Dr Huxtable signed himself as Bachelor of Medicine and Master of Surgery, both qualifications earned in Glasgow in 1877. It seems, though, that he determined to quash any further thoughts as to his lack of qualification by returning to Glasgow, and gaining his doctorate in medicine in 1883. He came back to Thames by August that year, and registered under the Medical Practitioners Act. By December, though, he decided to leave Thames.

I’ve found nothing else about him, until his death at Hobson Street, in Auckland, 7 February 1886.

We very much regret to have to record the death of one of our most promising medical men, Dr C H Huxtable, physician and surgeon, who was found dead on the 7th February at seven a.m., in the parlour of his residence, Hobson-street, under the following circumstances:-

It appears that he was unable to sleep, and frequently found ease in inhaling chloroform.

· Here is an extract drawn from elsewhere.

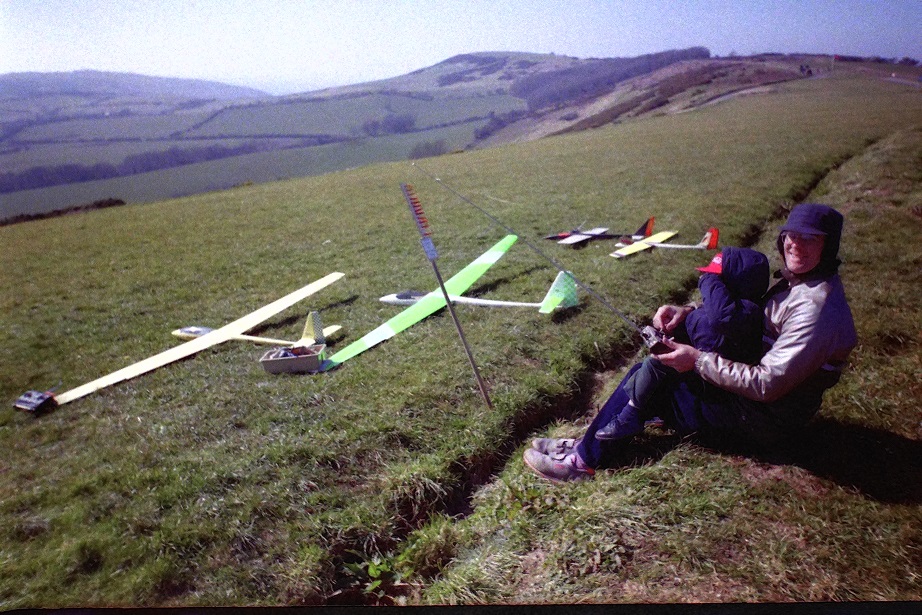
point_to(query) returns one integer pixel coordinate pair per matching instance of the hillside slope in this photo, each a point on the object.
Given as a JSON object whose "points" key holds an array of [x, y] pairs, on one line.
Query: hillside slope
{"points": [[468, 101], [211, 482]]}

On February 6 he remarked to a friend whom he met that he felt ill, and must go home and lie down and see if he could obtain a couple of hours’ rest. He did so, and in the evening called on Dr Hooper between nine and ten o’clock, with whom he had a professional engagement for the following day. He told Dr Hooper he did not feel any better, and after sitting a short time he returned home.

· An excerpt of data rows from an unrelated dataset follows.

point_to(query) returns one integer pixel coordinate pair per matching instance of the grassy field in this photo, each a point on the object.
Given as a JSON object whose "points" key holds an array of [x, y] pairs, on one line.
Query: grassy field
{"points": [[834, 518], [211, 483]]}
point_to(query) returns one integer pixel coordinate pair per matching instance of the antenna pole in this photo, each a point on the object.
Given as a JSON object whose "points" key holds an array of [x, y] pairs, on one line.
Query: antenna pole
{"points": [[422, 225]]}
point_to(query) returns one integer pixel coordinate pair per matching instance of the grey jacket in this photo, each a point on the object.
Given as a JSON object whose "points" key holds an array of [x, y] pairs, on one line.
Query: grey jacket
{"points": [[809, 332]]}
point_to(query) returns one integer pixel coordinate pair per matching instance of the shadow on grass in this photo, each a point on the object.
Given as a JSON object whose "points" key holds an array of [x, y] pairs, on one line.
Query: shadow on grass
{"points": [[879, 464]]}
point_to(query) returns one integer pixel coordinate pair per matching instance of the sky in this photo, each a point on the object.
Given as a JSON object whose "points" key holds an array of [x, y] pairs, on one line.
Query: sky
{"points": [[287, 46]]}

During the evening he sent the servant girl to Mr Hudson’s, chemist. For an ounce bottle of chloroform, which she gave to Dr Huxtable on her return. He informed Mrs Huxtable that he could not get sleep, and would go down into the parlour with some pillows and try and sleep there. After having a smoke, he went to the room in question, Mrs Huxtable falling off to sleep.

On awaking on Feb 7, at seven o’clock in the morning, she went to call him and found him lying dead on the floor. She immediately sent for Dr Hooper, who resided two or three doors off, and after examining the body he stated that deceased must have been dead for some time, the body being quite cold. From appearances he had placed some chloroform, about half an ounce, and sponge in a small china bowl, and evidently during the inhalation had fallen over on his face with the bowl to his mouth, and not getting sufficient air to inhale with the chloroform had died in that position, being insensible.

An inquest was held at the Prince of Wales’ Hotel on February 8, before Dr Philson, District Coroner, and a jury, of whom Mr Walter Scott was the foreman. Mr E Cooper appointed to watch the proceedings on behalf of the deceased’s relatives. Dr Hooper gave evidence, and stated that in his opinion there was no doubt that death was caused by the inhalation of chloroform. Ella Mary Huxtable, widow of the deceased, also gave evidence and stated that the deceased used frequently to inhale chloroform when unable to sleep and always administered it himself by dropping it on a handkerchief and inhaling it. About a year ago he took an overdose, and Dr Wine was called in on that occasion. She had always tried to dissuade him from taking it. The witness deposed to the steps she took when informed of the occurrence.

After a brief deliberation, the jury returned the following verdict: - “Found dead on February 7, through inhaling an overdose of chloroform, taken to procure sleep.”
NZ Herald, 1 March 1886

He was buried in the Anglican section of the Symonds Street cemetery.

Was it that accident in August 1880, and resulting head injury, that sparked off Dr Huxtable’s chronic sleeplessness which led to his death? Probably no one will ever know.


  1. How sad, also what a sheer unnecessary waste of life and medical talent.
    Almost identical to the death of Michael Caine's doctor character in The Cider House Rules.

  2. I was thinking, as I wrote that -- he really should have had someone with him, such as his wife, as he did that. But she didn't approve, so he did it alone. Yes, Jayne, very sad.